How can I possibly help Him in anything He wants to accomplish?
He defeated the grave, after all.
That’s a fact.
And no one else has ever done it.
What could I, wife to Art, mom to three, mini-van driving, budget-watching, Katie have to offer to our God?
After all, He would be just fine without me.
I could go along with life, easy peasy, not searching for opportunities to serve Him, or make Him known.
I could go to church. Listen. Teach my children His truths.
That could be just fine.
He would be just fine.
He can finish what He will with or without me.
But, oh what JOY shall fill my soul to know that I can play a small part in His wonderful, intricate, perfect plan!
What if I asked, “What can I do?” And what if He answered?
What if he showed me my potential?
What if I am not meant to do BIG things?
What if I am meant for small things?
Small things add up to big things after all.
I love the small things.
And I think that is what He is telling me lately.
I hear Him say,
“Katie, my daughter. I have made you how I want you.
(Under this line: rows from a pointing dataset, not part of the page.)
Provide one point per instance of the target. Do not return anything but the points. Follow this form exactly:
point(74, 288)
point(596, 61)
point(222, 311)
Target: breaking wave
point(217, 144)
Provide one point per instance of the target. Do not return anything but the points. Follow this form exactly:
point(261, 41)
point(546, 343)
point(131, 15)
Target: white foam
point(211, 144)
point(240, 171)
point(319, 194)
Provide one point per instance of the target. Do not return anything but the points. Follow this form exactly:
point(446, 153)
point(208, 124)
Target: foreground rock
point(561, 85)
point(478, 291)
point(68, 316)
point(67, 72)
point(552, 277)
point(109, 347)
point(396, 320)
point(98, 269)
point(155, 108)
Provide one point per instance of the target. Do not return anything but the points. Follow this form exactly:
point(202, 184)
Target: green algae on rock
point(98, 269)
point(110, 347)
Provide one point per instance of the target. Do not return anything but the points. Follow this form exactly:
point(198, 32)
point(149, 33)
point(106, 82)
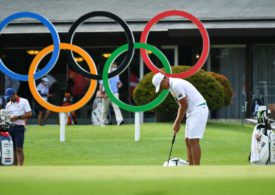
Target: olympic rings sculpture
point(129, 48)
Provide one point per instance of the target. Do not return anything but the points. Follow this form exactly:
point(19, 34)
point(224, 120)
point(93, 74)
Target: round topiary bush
point(227, 89)
point(208, 86)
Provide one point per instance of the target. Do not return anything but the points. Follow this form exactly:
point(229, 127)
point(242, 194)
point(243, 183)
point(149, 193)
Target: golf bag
point(97, 112)
point(175, 162)
point(6, 144)
point(263, 140)
point(6, 149)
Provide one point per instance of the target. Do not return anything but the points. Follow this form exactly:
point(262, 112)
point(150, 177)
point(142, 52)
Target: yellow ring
point(36, 95)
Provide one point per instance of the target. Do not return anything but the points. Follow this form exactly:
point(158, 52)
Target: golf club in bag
point(174, 161)
point(6, 144)
point(263, 140)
You know how you like to encourage others?
I made you that way. Use it. Encourage those I put in front of you today.
You think it’s by chance. A coincidence? Just a fleeting thought of your own?
No. It is Me, your Heavenly Father,
who knows when others need encouragement. And I send them to you.”
Y’all, I can hear that. Not out loud. But it’s in my heart as I drive down the interstate with Dora blasting through the minivan. Or while I am pushing my baby girl on the swing while the boy naps in the stroller.
I start day-dreaming about how I can make this world better, how I can help lead others to Christ.
The way I see others doing.
Do I have to start a business?
Do I have to have a big-time blog?
Do I have to become a speaker?
Or write a book?
God, I feel helpless.
We tithe. We pray. But really, come on. How can I help you? I want to help.
And a warmth comes over me.
“You are doing what I need, Katie.
Trust in Me.
I have put you where you need to be.
Now JUST BE THERE.
Reach out to others.
Get a little uncomfortable.
It’s not always the big stuff I need.
It’s little things too.
Call a friend.
Offer to take a meal.
Stop and look at the bagger in the eyes.
Ask about their children.
Ask someone their story.
Slow down.
Be you.
I made you.
And I love you.
And there is much you can accomplish for me.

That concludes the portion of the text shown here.